When I first saw the trailers for Martin Scorsese's Shutter Island, depicting DiCaprio with a Boston accent trotting about a haunting insane asylum, I knew I was in for a thrill ride. The last time a director of this experience tackled a genre film (yeah, I'm going to go as far as considering this 'horror'), was Stanley Kubrick with his adaptation of Stephen King's 'The Shining'. And if we learned anything from that, we know just how a master works his magic on a fright film. And it's almost impossible for Scorsese to make a bad film, him and DiCaprio are a match made in heaven. Even if I wanted to see this with an open mind, I knew deed down this movie couldn't be nothing short of fantastic. And, just as I expected, it was just that. The story follows Leo DiCaprio’s Teddy Daniels, a U.S. Marshall is sent to the asylum, along with his partner Chuck Aule (Mark Ruffalo), to look for an inmate that has mysteriously vanished into thin air. Of course, nothing is what it seems at the asylum and the patients and doctors (with excellently evil performances by Ben Kingsley and Max Von Sydow) seem to be harboring a giant secret. After the initial setup, the film really starts getting into truly nightmarish territory, offering up a disorienting reality as seen through Teddy’s eyes. Between the actual nightmares – ranging from his time liberating Dachau to his wife’s demise at the hands of an arsonist – and the waking nightmares, Teddy’s down and out Marshall is willing to take risks and a beating to get the truth.

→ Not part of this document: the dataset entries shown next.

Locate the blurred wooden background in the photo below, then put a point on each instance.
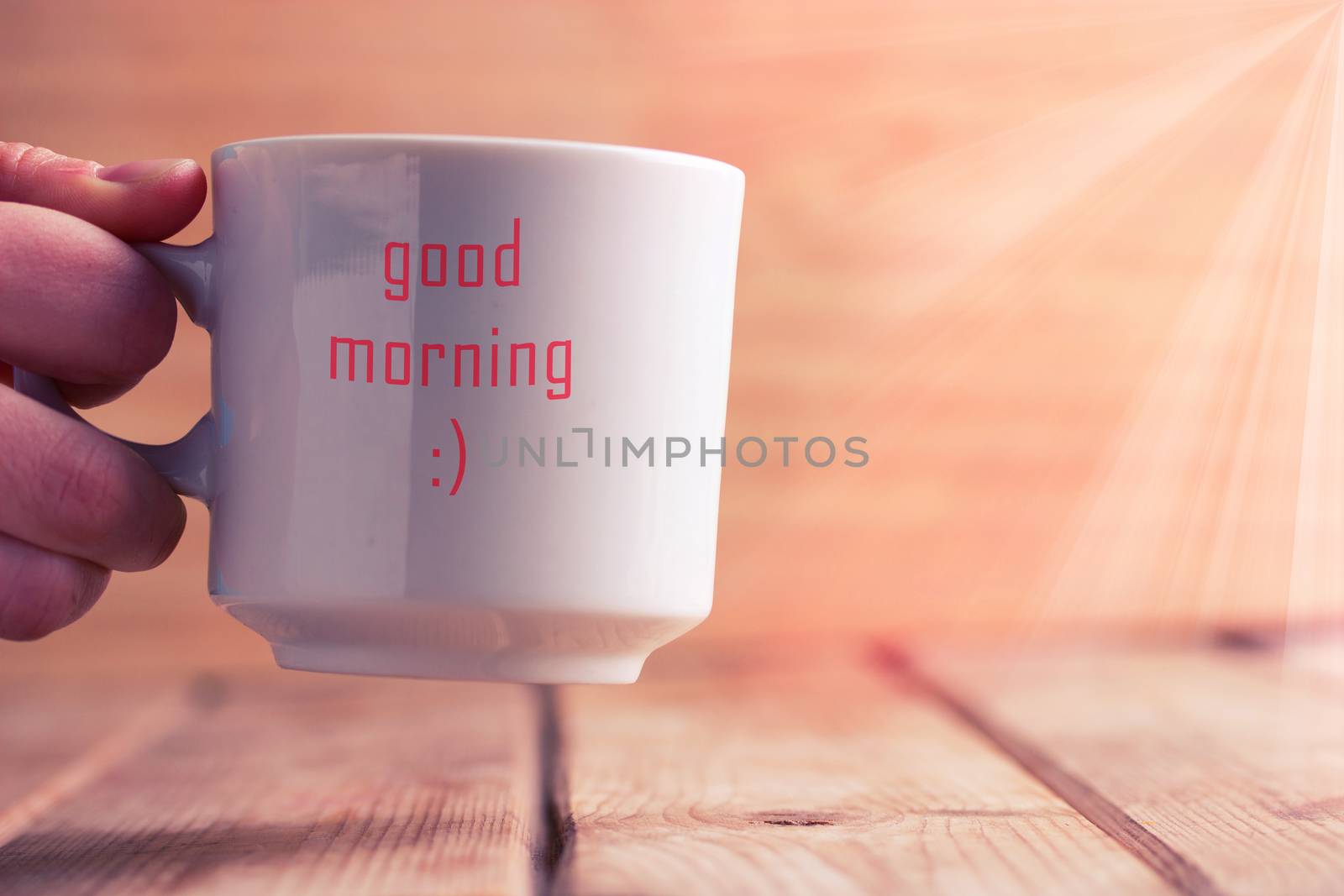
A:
(1059, 264)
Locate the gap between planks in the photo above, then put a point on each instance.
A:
(555, 820)
(1167, 862)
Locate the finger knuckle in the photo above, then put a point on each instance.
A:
(18, 163)
(39, 593)
(85, 486)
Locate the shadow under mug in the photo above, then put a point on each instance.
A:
(468, 399)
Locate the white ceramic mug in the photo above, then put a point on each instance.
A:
(344, 288)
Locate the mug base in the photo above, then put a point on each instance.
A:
(537, 668)
(443, 640)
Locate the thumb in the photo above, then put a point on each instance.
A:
(138, 201)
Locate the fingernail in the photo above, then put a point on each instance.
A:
(134, 172)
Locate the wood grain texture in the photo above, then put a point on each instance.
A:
(277, 783)
(1221, 768)
(808, 774)
(913, 266)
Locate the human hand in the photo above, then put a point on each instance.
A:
(80, 305)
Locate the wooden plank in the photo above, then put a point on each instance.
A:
(808, 774)
(1215, 766)
(286, 783)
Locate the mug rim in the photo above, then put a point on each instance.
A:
(648, 154)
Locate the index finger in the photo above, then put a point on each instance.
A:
(138, 201)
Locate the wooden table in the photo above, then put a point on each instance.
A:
(732, 768)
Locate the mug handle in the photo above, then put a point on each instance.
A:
(187, 463)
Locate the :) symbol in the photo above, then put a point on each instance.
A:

And really, above all else, this is a film about dealing with guilt and coming to terms with reality, making the psychological and emotional approach Scorsese is known for the perfect fit for the material.

The atmosphere is key here. It really sets the tone of the entire picture. Shutter Island is, by design, a mixture of Gothic clichés. First of all, the entire film takes place on a secluded island with no reach to the outside world. There's a fortress-like mental hospital, a medical staff that is consistently giving off sinister vibes (easy to do when one of the doctors appears to be an ex-Nazi, played by Max Von Sydow), there's a violent hurricane hitting the island making departure by ferry impossible, and then of course there's the mental patients themselves, who are horror movie worthy.

One of the parts I liked most about the film, and it was re-occurring, was the addition of a gruesome back story to each key inmate of the asylum. It just made them so much more vile and scary and overall so much more realistic. Between maniacs and serial killers, people who kill their own families and drown their own kids, you realize how real these side characters are. Which makes it more disturbing, and makes you scared for Daniels as he ventures through each ward. Jackie Harley stuck out especially, as a beaten and scarred psycho. He has the biggest input of all the prisoners, and really sticks out. In a way, it actually makes me excited for the new Nightmare on Elm St now.

Verdict: Shutter Island is mainly about the ride, but for such a fantastic run the end doesn't deliver an adequate pay-off. I don't want to spoil anything for you, because this is a must see, but I can tell you the ending is quite obvious. And don't get the wrong impression - the reveal isn't nothing bad, it's just way to over explained and thus I felt it wasn't played out as good as it could have been. This movie does not rank high on the list of Scorsese's best films, but it's a fine example of a great filmmaker doing what he does best.